Venezuela inmates wield machineguns, smoke cannabis
Photo: Girish Gupta



Venezuela inmates wield machineguns, smoke cannabis


Reuters | Sept. 23, 2011 | Caracas, Venezuela


Through a stench of urine infused with marijuana, inmates of Venezuela's La Planta prison brandish machine guns, rifles and grenades while enjoying music blaring from a 6-foot high stack of speakers.

Guards are nowhere to be seen as other inmates sharpen knives and carry pistols. One even keeps hold of his gun as he plays soccer on a five-a-side court within the prison walls.

"If the guards mess with us, we shoot them," said one prisoner, who arrived at La Planta in Caracas three years ago and asked to be identified just as Pedro.

The South American nation's prisons are notorious for ease of access to weapons and drugs as well as mobile phones and computers hooked up to the Internet, allowing inmates easy access to the outside world, often to run further crime enterprises.

The country's 34 prisons house nearly 50,000 people, but were built for under a third of that, say local rights groups.

Several hundred die each year in riots and gang fights, with the crisis bursting into the headlines again in June when it took some 5,000 soldiers nearly a month to quell violence in one overcrowded prison that killed 22 people.

That put the prisons' issue high on the political agenda ahead of Venezuela's presidential election in October 2012.

At La Planta, in the ill-named El Paraiso (Paradise) district of Caracas, prison guards patrol only the perimeter. Inmates say they even fail to enter when violence breaks out.

"I've seen a man have his head cut off and people play football with it," Pedro said. Walls display scorch marks from grenades and bullet holes from regular gunfights.

CHAVEZ ALARMED

Built in 1964 for 350 inmates, La Planta now houses 2,436, according to a whiteboard near the entrance. Many sleep on the floor in communal areas as rats scurry around them.

"We face a truly serious prison crisis in which the state has not shown up with solutions and this has led to chaos," said Carlos Nieto Palma, who runs a local non-government organisation, Window to Freedom, monitoring prisons.

In perhaps Venezuela's worst single prison incident, about 130 prisoners were burnt or hacked to death with machetes during gang fights at Sabaneta jail in Maracaibo in 1994.

Two years later, authorities at La Planta locked a number of prisoners into cells before firing tear gas inside. A fire broke out, and 25 prisoners burnt to death while the guards looked on, local news reports said. The charred remains took a week to identify, their bones glued to the furniture inside.

The problems preceded President Hugo Chavez, who himself spent two years in prison after a 1992 failed coup attempt.

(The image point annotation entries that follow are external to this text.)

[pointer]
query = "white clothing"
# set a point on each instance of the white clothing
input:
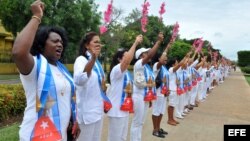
(172, 79)
(29, 83)
(140, 106)
(118, 119)
(115, 92)
(90, 132)
(89, 100)
(159, 105)
(140, 112)
(118, 128)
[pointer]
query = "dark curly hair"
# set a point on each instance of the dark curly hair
(115, 60)
(86, 39)
(42, 35)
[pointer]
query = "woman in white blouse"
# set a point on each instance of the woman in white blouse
(121, 86)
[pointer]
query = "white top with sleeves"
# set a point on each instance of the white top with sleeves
(172, 79)
(89, 100)
(139, 76)
(115, 92)
(30, 116)
(156, 71)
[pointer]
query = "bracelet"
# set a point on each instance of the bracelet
(36, 17)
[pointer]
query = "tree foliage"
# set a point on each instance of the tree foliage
(75, 16)
(244, 58)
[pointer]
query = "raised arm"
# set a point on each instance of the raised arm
(183, 61)
(95, 52)
(128, 56)
(153, 50)
(23, 43)
(163, 57)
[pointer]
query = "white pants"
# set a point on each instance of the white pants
(140, 112)
(159, 105)
(172, 98)
(180, 105)
(193, 94)
(200, 90)
(118, 128)
(91, 132)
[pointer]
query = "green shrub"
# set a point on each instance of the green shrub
(12, 101)
(244, 58)
(245, 70)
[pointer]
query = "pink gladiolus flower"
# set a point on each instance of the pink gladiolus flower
(162, 10)
(108, 12)
(144, 19)
(175, 31)
(103, 29)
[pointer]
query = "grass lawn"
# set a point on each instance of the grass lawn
(9, 133)
(248, 78)
(8, 77)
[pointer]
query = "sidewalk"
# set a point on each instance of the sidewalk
(229, 103)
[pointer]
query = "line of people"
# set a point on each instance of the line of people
(55, 98)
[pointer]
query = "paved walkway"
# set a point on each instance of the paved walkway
(229, 103)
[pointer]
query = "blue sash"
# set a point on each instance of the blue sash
(100, 73)
(127, 79)
(50, 88)
(148, 72)
(164, 72)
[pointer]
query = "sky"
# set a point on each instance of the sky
(225, 23)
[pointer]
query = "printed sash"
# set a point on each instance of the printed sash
(163, 73)
(148, 73)
(44, 128)
(100, 73)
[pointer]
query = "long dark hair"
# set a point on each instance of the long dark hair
(86, 39)
(115, 60)
(42, 35)
(171, 62)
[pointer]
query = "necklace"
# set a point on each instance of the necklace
(62, 79)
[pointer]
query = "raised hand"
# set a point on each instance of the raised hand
(37, 8)
(139, 39)
(160, 37)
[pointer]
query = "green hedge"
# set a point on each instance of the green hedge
(244, 58)
(245, 70)
(12, 101)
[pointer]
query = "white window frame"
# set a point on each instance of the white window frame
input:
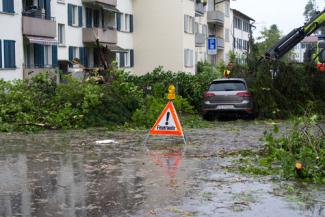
(127, 60)
(75, 53)
(127, 22)
(117, 58)
(227, 9)
(188, 24)
(74, 14)
(227, 35)
(188, 58)
(61, 34)
(47, 56)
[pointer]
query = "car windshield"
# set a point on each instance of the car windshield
(227, 86)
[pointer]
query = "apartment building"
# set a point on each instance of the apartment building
(302, 51)
(44, 35)
(241, 33)
(11, 39)
(218, 19)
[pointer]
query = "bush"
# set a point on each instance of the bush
(41, 103)
(304, 144)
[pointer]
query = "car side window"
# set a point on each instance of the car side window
(227, 86)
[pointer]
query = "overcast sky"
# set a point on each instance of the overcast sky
(286, 14)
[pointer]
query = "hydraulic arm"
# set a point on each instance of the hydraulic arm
(295, 36)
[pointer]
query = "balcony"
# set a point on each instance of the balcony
(199, 40)
(217, 17)
(107, 35)
(199, 9)
(220, 43)
(38, 26)
(107, 2)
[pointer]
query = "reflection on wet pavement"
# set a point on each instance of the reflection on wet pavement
(69, 174)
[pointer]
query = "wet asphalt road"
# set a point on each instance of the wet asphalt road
(68, 174)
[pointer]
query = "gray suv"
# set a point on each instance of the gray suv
(227, 96)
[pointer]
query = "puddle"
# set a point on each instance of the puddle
(69, 174)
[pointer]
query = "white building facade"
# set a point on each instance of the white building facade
(140, 35)
(240, 33)
(11, 39)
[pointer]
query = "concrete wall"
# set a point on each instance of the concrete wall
(14, 21)
(73, 35)
(187, 7)
(125, 39)
(158, 35)
(241, 34)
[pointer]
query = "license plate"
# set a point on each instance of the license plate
(223, 107)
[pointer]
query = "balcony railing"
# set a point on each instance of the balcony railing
(199, 9)
(216, 17)
(108, 2)
(200, 40)
(220, 43)
(105, 35)
(39, 25)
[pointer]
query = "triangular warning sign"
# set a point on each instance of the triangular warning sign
(168, 122)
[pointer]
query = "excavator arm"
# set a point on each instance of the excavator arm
(295, 36)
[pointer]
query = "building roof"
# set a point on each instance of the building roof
(242, 14)
(310, 39)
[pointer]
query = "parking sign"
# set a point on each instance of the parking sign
(212, 45)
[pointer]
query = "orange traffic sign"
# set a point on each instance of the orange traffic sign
(168, 122)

Chavez was appalled at the conditions and disgusted with guards who, in one incident, refused to intervene as a man was raped and murdered in the cell above him, according to author Bart Jones' biography of the socialist leader, "Hugo."

When he came to power in 1999, Chavez promised to revamp the country's prison system, which he described as "the most savage in the world, even worse than many dictatorial regimes."

The government has launched a series of sports, musical and other initiatives at prisons, but rights groups say many installations remain in as dire a state as La Planta.

After the siege in June, Chavez appointed a new prisons minister, Iris Varela, who came up with a controversial solution for overcrowding—freeing 20,000 prisoners or 40 percent of the total.

More than two-thirds of prisoners are still awaiting trial, said local rights groups.

"In prison, there are people that do not pose a danger to society," Varela said. "They can be handled outside prison."

Hundreds have hit the streets already, to the alarm of many in a nation where runaway crime levels in Caracas and other urban centres rival war zones.

"I want to promise the Venezuelan people that we won't let the wolves loose," Varela said.